Kamal al-Fayoumi, qui était à la tête des grèves pendant les manifestations historiques contre le gouvernement, le 6 avril 2008 à Mahalla, explique à Equal Times que les travailleurs ne reçoivent «aucune aide de l’ETUF, qui est un syndicat illégal et qui participe à la corruption [de l’État]».
Sans aller jusqu’à critiquer le président Sissi, Fayoumi fait remarquer que l’intransigeance du gouvernement pourrait contribuer à créer un «mouvement syndical plus unifié».
Ce mouvement syndical égyptien lutte depuis longtemps pour faire reconnaître les syndicats indépendants, et il a considérablement gagné du terrain après le soulèvement du 25 janvier 2011.
En 2009, les grévistes ont créé un syndicat indépendant pour représenter les percepteurs des impôts du secteur de l’immobilier; il s’agissait de la première organisation indépendante de ce type en Égypte. En 2010, le mouvement syndical constituait l’une des plus grandes forces de la société égyptienne en faveur de la réforme.
Joel Beinin, professeur à l’université de Stanford et spécialiste des mouvements syndicaux en Égypte et dans l’ensemble du monde arabe, a précédemment écrit que, en dépit du monopole exercé par l’ETUF, et malgré les divisions internes et le manque de ressources, le mouvement syndical indépendant «organisait des grèves très médiatisées qui ont placé les exigences des travailleurs, en matière de respect des droits à la liberté syndicale et à la négociation collective, directement au programme politique de l’Égypte».
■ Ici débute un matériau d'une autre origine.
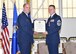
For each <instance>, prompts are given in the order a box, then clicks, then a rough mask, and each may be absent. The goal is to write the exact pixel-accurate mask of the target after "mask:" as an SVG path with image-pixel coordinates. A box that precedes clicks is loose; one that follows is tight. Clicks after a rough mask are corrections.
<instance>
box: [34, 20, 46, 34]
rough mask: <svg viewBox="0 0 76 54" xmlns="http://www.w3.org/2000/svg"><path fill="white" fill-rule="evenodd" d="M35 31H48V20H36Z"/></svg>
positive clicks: (35, 24) (34, 25)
Par ailleurs, Marie Duboc, professeur à l’université de Tübingen, signale à Equal Times que «le nombre croissant de syndicats indépendants depuis 2011 révèle l’importance du rôle que jouent les syndicats pour représenter des groupes sociaux très variés, notamment des groupes qui n’étaient pas représentés auparavant au sein de l’ETUF».
Elle ajoute toutefois que «la création de centaines de syndicats et de plusieurs fédérations… n’a pas abouti à la reconnaissance du pluralisme syndical».
Les dernières déclarations de l’OIT arrivent à un moment où l’Égypte subit une pression de plus en plus forte suite au meurtre du jeune doctorant italien Giulio Regeni, qui, selon de nombreuses personnes, a été arrêté, torturé et tué par les services de sécurité égyptiens. Au moment de sa mort, Regeni réalisait une étude sur les syndicats en Égypte. Son corps, qui portait de terribles marques de torture, a été retrouvé au bord d’une route entre Le Caire et Alexandrie le 4 février, une semaine après le signalement de sa disparition.
Lors de la session du Conseil d’administration de l’OIT en mars concernant « la menace pour les droits de l’homme et les droits syndicaux en Égypte », le groupe des travailleurs a fait part de son indignation face à la mort de Regeni. Ryder, le directeur général de l’OIT, a exhorté le gouvernement égyptien à «faire immédiatement toute la lumière sur les circonstances» du décès de Regeni.
L’Italie a récemment rappelé son ambassadeur suite à cette affaire, pour les besoins d’une «évaluation urgente» des mesures à prendre pour «établir la vérité sur le meurtre barbare de Giulio Regeni», a indiqué la BBC.
Cet article a été traduit de l’anglais.